Varis was one of many investors critical of Elop’s decision to bet Nokia’s future in smartphones on Microsoft’s Windows Phone software, which was praised by tech reviewers but hasn’t found the momentum to challenge the market leaders.

“So this is the outcome: the whole business for 5 billion euros. That’s peanuts compared to its history,” he said.

Alexander Stubb, Finland’s Minister for European Affairs and Foreign Trade, said on his Twitter account: “For a lot of us Finns, including myself, Nokia phones are part of what we grew up with. Many first reactions to the deal will be emotional.”

Nokia said about 32,000 people of its roughly 90,000 worldwide staff would transfer to Microsoft, including about 4,700 who will transfer in Finland.

Nokia in China

1985 

Beijing Representative Office is set up.

1994    

Nokia supplies the Chinese mainland’s first GSM system to the Beijing Telecommunications Bureau. Wu Jichuan, minister of the then Ministry of Posts and Telecommunications, makes China’s first GSM call with a Nokia 2110.

1995 

Nokia (China) Investment Co and Nokia’s Shanghai Representative Office are set up.
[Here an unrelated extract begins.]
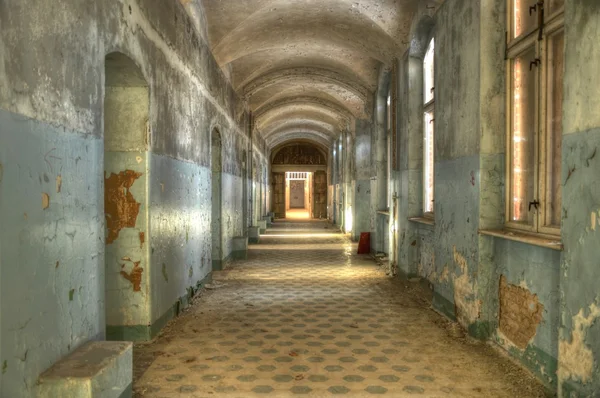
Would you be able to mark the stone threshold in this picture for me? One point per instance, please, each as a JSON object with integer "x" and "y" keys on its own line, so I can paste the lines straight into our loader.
{"x": 531, "y": 239}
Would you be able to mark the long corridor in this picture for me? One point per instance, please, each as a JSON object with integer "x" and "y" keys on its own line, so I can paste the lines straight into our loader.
{"x": 306, "y": 316}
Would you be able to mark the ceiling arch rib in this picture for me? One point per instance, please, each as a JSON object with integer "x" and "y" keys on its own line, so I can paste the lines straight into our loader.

Nokia establishes its first major GSM system and terminal manufacturing joint venture in China.

1998  

China’s first Chinese SMS is sent with a Nokia 6150.

1999  

Nokia provides the first Asian GPRS network system to Taiwan.

2000 

Nokia’s Xingwang (International) Industrial Park breaks ground in Beijing.

 

2002 

Nokia launches its first camera phone in China, the Nokia 7650.

2003 

Nokia launches China’s first video phone, the Nokia 3650.

 

2004   

Nokia launches its first mega-pixel camera phone in China, the Nokia 7610.

2005 

China becomes the largest market for Nokia globally.

2007 

Nokia launches the N95.

Nokia opens its Nokia Flagship Store in Shanghai, its largest in the world.

Nokia Siemens Networks is set up.

2008   

Nokia Growth Partners, a global venture capital management fund, begins operation in China.

 

The Nokia E71 becomes one of the most popular mobile phones in China.

2009 

The number of Nokia users in China reaches the 200 million mark.

 

Nokia launches Ovi Store Beta.

 

2010 

Nokia and China Mobile launch MM-Ovi Store, the first joint mobile application store in China.

 

2011  

Nokia announces new strategy to switch to Microsoft system.

Nokia’s two manufacturing factories in China (in Dongguan and Beijing) reach 1.1-billion-phone production milestones.

2013 

Microsoft announces to acquire Nokia’s device and service unit.